Tell me and I forget. Teach me and I remember. Involve me and I learn. Benjamin Franklin

Saturday, August 15, 2015

CONSTRUCTING THE LIBERAL SUBJECT

David Simpson 

New Left Review 94, July-August 2015

The ambition of this book—Mark Greif’s first—is to identify a set of ideas from the relatively recent past, dated with arresting precision to the forty years from 1933, which bear on the present we now inhabit. [1] It is an American past, or very largely so, and its defining feature as a passage of thought, Greif argues, was a proliferation of attempts at a universalist account of human nature—far from outdated, even if it is, in many circles, wholly discredited. He begins with the observation that a great many of the mid-twentieth century’s prominent intellectuals concerned themselves with the fate of ‘man’, or ‘mankind’, mostly seen as in a state of urgent crisis. The first part of his argument offers a history and interpretation of this compulsion. For Greif, the ‘crisis of man’ debate acted as a kind of ‘unseen principle of determination’ throughout this period, exerting a gravitational force across ‘the whole space of public thought’ in the us from the thirties to the seventies.
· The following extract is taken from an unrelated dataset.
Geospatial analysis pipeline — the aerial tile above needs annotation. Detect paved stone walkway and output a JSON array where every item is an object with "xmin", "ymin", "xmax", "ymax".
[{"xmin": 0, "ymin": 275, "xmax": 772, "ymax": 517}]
If this has so far gone unrecognized, it is in part because the different aspects of the ‘crisis of man’ discourse have hitherto only been seen inside their own intellectual-historical compartments: the ‘nature of man’ as a foundational problem for political theory since Aristotle; the critique of capitalist modernity as a problem for ‘man’ since Weber, or Marx, or the Romantics; the inter-war ‘crisis of liberalism’, both economic and democratic; liberalism’s (troubled) post-war reaffirmation; the ‘Free World’ defence of the individual against totalitarianism, as leading ideology of the Cold War.